The Sheikh added that the adoption of blockchain would help the government be ready for future challenges and contribute to saving AED11 billion (almost US$3 billion) spent annually on transaction documents. It would also spare 77 million hours of work, reduce government documents by 389 million, and save 1.6 billion kilometres spent driving.

The government of Dubai is currently working on 20 blockchain projects and has formed partnerships with IBM and Consensys to consult on Smart Dubai, a citywide initiative aimed at transforming Dubai into the "world’s smartest and happiest city."

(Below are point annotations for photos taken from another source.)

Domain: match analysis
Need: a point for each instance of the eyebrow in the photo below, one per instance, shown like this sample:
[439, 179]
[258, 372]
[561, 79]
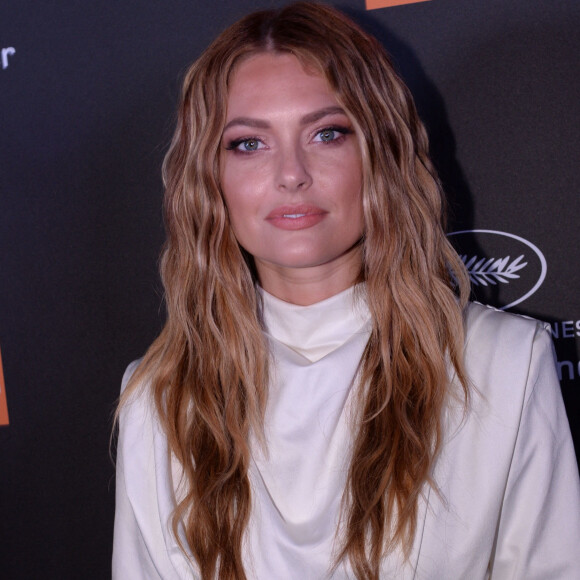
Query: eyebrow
[306, 120]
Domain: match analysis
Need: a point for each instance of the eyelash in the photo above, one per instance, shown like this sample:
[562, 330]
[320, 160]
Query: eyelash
[235, 143]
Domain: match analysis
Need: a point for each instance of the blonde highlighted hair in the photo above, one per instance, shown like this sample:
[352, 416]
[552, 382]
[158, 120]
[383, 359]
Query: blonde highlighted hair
[209, 380]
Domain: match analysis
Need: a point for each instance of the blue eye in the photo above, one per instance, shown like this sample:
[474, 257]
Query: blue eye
[250, 145]
[331, 134]
[246, 145]
[327, 135]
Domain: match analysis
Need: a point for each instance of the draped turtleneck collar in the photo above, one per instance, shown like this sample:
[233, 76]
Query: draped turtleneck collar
[315, 331]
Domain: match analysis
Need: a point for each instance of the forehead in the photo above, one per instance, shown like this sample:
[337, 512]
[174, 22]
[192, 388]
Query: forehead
[267, 80]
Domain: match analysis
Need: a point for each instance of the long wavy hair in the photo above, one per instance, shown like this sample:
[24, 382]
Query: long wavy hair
[208, 369]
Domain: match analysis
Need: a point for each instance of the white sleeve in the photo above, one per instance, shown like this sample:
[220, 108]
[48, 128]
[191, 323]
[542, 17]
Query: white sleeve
[538, 536]
[131, 558]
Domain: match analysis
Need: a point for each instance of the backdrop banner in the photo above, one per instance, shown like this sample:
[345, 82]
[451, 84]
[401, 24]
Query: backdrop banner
[88, 92]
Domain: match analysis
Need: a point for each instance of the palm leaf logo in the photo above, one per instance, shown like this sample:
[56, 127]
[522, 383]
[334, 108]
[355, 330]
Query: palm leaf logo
[490, 271]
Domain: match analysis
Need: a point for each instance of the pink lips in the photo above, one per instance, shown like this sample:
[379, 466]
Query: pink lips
[296, 217]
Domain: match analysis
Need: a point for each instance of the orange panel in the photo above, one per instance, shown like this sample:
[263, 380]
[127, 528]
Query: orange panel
[372, 4]
[3, 405]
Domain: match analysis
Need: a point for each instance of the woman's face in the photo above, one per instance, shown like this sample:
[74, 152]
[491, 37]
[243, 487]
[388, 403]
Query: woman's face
[291, 171]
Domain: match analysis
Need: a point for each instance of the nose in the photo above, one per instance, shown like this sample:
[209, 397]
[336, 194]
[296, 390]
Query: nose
[293, 174]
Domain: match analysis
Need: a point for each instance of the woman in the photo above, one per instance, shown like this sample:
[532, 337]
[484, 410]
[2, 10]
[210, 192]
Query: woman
[322, 401]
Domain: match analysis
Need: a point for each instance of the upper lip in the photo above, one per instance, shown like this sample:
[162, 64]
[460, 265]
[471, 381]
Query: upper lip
[301, 209]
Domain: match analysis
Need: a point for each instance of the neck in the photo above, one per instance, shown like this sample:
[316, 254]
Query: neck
[306, 286]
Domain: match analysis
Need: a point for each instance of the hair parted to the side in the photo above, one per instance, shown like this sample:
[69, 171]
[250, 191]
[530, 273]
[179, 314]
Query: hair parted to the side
[210, 380]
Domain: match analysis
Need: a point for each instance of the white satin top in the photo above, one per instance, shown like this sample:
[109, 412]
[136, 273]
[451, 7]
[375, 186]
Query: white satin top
[509, 501]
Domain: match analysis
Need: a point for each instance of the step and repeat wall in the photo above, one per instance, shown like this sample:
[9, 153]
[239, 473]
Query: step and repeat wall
[87, 98]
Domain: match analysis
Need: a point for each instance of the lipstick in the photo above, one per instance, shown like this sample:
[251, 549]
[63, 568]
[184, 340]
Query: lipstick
[296, 217]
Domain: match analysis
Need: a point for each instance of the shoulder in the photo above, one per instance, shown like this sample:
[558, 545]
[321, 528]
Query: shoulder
[481, 319]
[505, 352]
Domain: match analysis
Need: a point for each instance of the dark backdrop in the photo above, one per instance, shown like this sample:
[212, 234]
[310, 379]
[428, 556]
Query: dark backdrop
[87, 98]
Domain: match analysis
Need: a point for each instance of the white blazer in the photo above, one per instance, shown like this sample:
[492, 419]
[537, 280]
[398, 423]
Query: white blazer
[508, 500]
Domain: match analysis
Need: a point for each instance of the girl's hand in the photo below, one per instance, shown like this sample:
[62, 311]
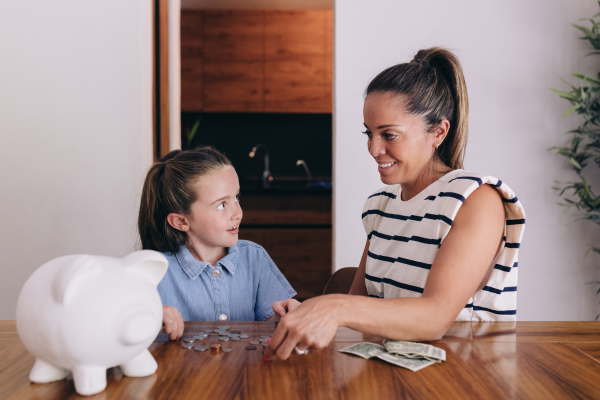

In November 2018, the UAE government announced at the second UAE Government Annual Meetings two national initiatives aimed at strengthening the country’s leading position in emerging technologies, including blockchain.

During the meeting held by the AI [Artificial Intelligence] and Blockchain Joint Working Group, attendees discussed the appropriate mechanisms to attract foreign investment, encourage entrepreneurship and develop the necessary infrastructure that supports such technologies.

"The UAE is keen to adopt AI and blockchain technologies in all the economic, health, educational and other vital sectors. It seeks to boost cooperation and forge partnerships between the various government, federal and local entities, international companies and startups in a bid to find effective and innovative solutions and make a positive impact," said Omar bin Sultan Al Olama, minister of state for artificial intelligence, at the meeting.

Company directory Crunchbase identifies at least 23 startups in the country working with blockchain, including an e-commerce platform and supply chain traceability for seafood and ArabianChain, the first public blockchain in the Arab world.